OK, so you know where this article is going, don’t you? If you’ve previously read my columns or blog, then you know I have a love/ hate (mostly hate) relationship with social media. Simply put, I don’t understand the constant need to show off online. And now, it seems that the “norm” isn’t showing off by sharing an innocent selfie, but by letting it all hang out. Quite literally.
For example, I’m currently friends with this guy on Facebook, which is odd because I don’t think we’ve ever shared a conversation. A drunken make-out session, sure, but that’s pretty much the only work our tongues have done to get to know one another. Yet, that’s kind of how the bulk of social media relationships work nowadays, right? Adding, following and DM-ing people you may not know. So, I digress.
Anyway, this tongue friend of mine regularly posts pictures of his bulge. A cup of coffee and his bulge. A sandwich and his bulge. A steering wheel and his bulge. Here’s the twist, though: the bulge, not that great. I mean, to be fair, was there once upon a time when I would have acted as if I were Indiana Jones and explored the depths of that bulge? Well, yeah!
Actually, my tongue friend and I previously — wait! We’re getting off track.
My point is this: I can’t help but wonder if it’s sex-positive or just plain crass that my tongue friend enjoys showing off his bulge online. The same goes for the dime-a-dozen, amateur porn stars flooding Twitter. Every Tom, Dick and Harry (or Luke, Ryan and Jackie) can — and does — post a crotch shot to prove . . . what? That they have balls? That these balls are intact and functioning? Does this type of behavior make these guys feel good about themselves? Does it give them an ego boost? Are they trying to earn money? Break into the porn industry? Or do they like to live life cock first?
And what about the people in their lives who may eventually stumble onto these Twitter accounts? Even if the accounts are “hidden” in some way? We all know how the Internet works: Nothing is sacred. Aren’t these amateur porn stars worried about their mom seeing their junk? Their boss? Their kids? (If they have kids or plan to be a parent.) Don’t they have aspirations that go beyond sex and lust, and gaining attention for accomplishing something a little more impressive than knowing how to take off their pants and work a phone?
Is the true problem here instant gratification? After all, that’s the world we live in now. Do these guys crave immediate likes and comments and retweets on their peter pictures in order to have a sense of accomplishment? Instead of working hard towards a goal, maybe it’s easier — quicker — to unzip and upload?
But is this more satisfying?

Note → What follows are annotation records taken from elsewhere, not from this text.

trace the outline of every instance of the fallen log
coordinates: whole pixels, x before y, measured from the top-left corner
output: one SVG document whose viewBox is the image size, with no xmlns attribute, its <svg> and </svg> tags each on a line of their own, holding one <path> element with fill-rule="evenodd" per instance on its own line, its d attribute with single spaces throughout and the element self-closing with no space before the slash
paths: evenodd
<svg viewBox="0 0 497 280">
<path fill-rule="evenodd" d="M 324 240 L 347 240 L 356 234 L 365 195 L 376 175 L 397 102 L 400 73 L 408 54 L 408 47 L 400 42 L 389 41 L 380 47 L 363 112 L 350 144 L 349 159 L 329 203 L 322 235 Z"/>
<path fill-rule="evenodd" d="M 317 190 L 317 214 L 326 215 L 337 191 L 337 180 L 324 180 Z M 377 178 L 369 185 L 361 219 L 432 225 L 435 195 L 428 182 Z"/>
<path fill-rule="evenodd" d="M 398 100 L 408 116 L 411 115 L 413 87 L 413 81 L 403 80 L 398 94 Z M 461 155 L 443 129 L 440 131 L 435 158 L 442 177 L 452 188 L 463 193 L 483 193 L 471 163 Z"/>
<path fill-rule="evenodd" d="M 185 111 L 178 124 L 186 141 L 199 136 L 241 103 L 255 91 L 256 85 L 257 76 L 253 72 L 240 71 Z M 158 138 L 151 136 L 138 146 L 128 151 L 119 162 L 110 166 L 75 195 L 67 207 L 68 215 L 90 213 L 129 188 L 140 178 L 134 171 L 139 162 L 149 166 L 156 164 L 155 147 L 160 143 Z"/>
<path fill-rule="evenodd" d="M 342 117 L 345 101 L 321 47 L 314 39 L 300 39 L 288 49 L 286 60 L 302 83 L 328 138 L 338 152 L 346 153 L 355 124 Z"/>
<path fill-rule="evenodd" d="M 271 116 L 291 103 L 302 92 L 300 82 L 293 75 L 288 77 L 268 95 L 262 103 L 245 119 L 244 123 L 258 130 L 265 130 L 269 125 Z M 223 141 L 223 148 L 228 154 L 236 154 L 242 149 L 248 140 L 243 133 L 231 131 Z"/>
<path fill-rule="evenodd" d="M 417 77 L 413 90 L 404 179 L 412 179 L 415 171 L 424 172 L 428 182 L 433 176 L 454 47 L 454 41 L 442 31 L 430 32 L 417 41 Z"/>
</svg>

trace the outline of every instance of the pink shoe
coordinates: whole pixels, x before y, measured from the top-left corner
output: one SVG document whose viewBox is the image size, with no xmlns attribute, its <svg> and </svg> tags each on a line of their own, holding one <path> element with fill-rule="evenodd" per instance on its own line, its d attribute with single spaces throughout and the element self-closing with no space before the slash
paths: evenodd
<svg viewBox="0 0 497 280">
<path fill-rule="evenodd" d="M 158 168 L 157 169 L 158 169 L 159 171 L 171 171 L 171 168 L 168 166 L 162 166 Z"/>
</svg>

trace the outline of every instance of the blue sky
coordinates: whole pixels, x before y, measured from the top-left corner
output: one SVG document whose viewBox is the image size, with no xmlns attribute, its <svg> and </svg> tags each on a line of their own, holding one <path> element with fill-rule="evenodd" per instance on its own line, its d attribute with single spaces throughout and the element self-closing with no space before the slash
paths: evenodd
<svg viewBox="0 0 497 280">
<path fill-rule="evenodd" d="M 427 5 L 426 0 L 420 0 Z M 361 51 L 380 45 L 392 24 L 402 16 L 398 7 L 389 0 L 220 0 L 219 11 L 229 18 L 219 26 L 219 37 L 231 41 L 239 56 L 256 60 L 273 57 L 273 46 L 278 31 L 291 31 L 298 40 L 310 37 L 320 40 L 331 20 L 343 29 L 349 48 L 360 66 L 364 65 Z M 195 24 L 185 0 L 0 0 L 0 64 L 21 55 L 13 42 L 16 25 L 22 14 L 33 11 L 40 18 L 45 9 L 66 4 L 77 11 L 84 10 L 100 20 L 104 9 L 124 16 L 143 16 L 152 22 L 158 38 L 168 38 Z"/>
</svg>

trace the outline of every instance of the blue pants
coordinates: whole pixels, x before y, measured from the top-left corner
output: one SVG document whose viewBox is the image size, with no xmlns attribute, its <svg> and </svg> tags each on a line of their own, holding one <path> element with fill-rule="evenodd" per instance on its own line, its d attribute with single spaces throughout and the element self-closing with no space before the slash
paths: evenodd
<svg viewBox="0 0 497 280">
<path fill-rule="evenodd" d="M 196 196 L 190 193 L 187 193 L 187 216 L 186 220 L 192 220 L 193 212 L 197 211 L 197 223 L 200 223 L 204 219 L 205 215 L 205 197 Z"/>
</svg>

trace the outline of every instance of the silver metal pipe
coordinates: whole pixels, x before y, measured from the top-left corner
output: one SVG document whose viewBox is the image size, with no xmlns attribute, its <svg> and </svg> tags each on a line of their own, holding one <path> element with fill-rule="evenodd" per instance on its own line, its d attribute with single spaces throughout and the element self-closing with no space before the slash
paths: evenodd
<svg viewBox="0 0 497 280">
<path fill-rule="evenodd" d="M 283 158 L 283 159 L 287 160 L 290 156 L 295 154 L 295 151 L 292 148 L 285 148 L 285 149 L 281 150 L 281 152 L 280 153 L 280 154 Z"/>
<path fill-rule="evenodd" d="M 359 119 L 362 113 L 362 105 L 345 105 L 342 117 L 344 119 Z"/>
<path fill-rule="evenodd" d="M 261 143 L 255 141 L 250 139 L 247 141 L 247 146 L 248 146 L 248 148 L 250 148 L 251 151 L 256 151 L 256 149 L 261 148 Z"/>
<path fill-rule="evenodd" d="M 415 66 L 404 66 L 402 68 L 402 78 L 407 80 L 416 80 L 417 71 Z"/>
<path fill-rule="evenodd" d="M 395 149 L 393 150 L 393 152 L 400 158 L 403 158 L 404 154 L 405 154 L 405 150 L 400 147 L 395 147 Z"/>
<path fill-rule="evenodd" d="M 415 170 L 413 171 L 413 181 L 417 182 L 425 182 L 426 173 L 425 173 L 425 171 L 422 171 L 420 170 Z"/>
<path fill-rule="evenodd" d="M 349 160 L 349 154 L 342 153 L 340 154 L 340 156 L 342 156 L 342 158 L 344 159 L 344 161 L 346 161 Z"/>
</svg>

Does it increase self-worth?
So many questions. Too many questions to unravel in only one column. Still, I want to know the difference between a sex-positive person and a sex-obsessed person. There is a difference, isn’t there? There has to be a line drawn somewhere.
I understand and accept that I may come off as a prude for writing this, but my stance on the topic remains strong: Our community suffers from having an unhealthy focus on sex. There’s more to life. At least, there should be.
What’s the cure? Is there a cure? Yes. More therapy for everyone!
I guess, for me, what it comes down to is having some sort of divide between fantasy and reality. Logging onto a porn site and getting off to some random guy that you don’t have access to is not the same as knowing whether or not your Starbucks barista is uncircumcised. Further, what about the contrast of turning porn on and off versus constantly being glued to it (i.e. signed into a Twitter account and scrolling through it 10 times a day)?
Does any of this matter? To anyone? Perhaps it should to those hoping to achieve a healthy relationship.